Need for flexibility: At different life stages, individuals have very different needs, and varying appetite for risk. An investment product must be adaptable enough to cater to these varying requirements. Traditional insurance plans do not offer this flexibility. However, Ulips can be adapted to meet changing needs.
Flexibility in a long-term plan is very important as individuals’ savings needs and risk profile changes over time. Take a look at how needs change depending on the investor’s stage of life.
» A young, single individual has the ability to try and maximise long-term returns, so makes a higher contribution to equity.
» At age 30-45, there is a need to start saving for the family. Depending on risk tolerance, he will need equity and balanced investment options.
» At age 45-55, risk tolerance could reduce, so balanced and debt funds may be most suitable.
» From age 55, there is a need to protect the investments made. It also becomes important for investments to earn a steady income. Debt-oriented plans are good choices at this stage.
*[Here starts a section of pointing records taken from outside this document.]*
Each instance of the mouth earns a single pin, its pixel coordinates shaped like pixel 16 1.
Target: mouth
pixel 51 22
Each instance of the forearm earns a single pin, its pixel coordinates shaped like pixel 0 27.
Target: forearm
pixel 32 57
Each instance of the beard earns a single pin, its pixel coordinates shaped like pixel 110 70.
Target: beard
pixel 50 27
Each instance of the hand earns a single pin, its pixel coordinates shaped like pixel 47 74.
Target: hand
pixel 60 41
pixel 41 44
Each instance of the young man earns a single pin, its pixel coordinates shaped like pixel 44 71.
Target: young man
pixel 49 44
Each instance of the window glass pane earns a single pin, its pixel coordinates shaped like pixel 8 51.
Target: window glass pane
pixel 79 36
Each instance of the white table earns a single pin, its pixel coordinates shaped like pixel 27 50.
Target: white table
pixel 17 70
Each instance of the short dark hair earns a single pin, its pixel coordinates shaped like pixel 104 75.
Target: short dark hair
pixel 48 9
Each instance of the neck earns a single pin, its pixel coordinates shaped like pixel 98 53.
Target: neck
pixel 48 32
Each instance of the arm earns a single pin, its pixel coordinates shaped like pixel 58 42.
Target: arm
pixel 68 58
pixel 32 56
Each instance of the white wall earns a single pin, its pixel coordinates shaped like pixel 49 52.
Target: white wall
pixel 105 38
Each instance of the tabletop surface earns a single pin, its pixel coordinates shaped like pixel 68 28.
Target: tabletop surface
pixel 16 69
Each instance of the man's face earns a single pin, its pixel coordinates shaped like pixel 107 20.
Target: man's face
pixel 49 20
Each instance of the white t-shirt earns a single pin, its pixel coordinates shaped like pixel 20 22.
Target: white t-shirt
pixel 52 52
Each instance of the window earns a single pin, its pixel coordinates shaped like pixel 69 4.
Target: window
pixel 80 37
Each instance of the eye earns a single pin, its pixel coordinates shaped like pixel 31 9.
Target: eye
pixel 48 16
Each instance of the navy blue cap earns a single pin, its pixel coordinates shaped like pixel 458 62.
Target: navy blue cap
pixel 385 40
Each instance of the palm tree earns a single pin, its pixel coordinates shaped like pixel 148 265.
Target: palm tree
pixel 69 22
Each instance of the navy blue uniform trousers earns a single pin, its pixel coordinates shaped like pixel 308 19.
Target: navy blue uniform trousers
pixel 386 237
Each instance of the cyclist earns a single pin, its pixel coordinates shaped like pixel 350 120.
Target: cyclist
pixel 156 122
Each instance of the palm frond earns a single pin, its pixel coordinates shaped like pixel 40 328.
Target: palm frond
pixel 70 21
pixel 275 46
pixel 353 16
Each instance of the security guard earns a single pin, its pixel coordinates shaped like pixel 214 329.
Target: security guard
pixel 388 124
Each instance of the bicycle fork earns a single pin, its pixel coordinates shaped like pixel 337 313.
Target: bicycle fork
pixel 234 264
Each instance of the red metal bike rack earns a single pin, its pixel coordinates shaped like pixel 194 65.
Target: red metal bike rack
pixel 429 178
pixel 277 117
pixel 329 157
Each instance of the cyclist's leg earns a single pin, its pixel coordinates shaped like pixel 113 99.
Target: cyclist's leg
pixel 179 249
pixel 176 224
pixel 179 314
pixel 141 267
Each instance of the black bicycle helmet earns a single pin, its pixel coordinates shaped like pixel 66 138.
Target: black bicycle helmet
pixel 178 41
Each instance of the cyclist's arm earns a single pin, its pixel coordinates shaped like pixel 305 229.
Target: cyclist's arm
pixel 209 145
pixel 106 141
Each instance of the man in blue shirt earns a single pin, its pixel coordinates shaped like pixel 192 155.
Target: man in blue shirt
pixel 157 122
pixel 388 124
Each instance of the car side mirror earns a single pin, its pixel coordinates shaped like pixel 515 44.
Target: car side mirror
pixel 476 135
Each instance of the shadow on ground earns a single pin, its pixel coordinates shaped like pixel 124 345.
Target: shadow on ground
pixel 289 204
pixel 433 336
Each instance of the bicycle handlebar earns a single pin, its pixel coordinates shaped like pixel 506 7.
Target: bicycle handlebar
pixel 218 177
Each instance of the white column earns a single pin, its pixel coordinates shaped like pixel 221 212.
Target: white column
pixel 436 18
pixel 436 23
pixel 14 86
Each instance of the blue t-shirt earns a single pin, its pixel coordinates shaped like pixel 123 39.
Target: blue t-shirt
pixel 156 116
Easy asset allocation: Ulips, compared with traditional life insurance plans, can provide risk cover across asset classes, providing you with a choice of investments suited to life-stage requirements and risk profile. There are even options that offer capital guarantee, which is what risk-averse investors seek.
With Ulips, you can define your own asset allocation mix and modify your exposure as your needs change. Switching funds across asset classes is permitted a few times a year. This allows for an ability to protect gains with changing risk-appetite and needs.
You can also use Ulips as protection from inflation. Your premium payments and sum assured can be inflation index linked, providing a buffer against the loss in the “real” value of the planned future corpus due to inflation.
Regular savings: Ulips create a disciplined approach to savings through regular premium payments. These plans have clearly defined charge structures and illustrations with fixed return projections. Daily declaration of the net asset value helps you keep track of the policy’s value. Periodic portfolio disclosure also increases transparency.
Finally, Ulips are covered under the exempt-exempt-exempt tax structure, which means premium payments are taxexempt under section 80C. Returns and maturity proceeds are also tax-free under Section 10(10D), subject to conditions.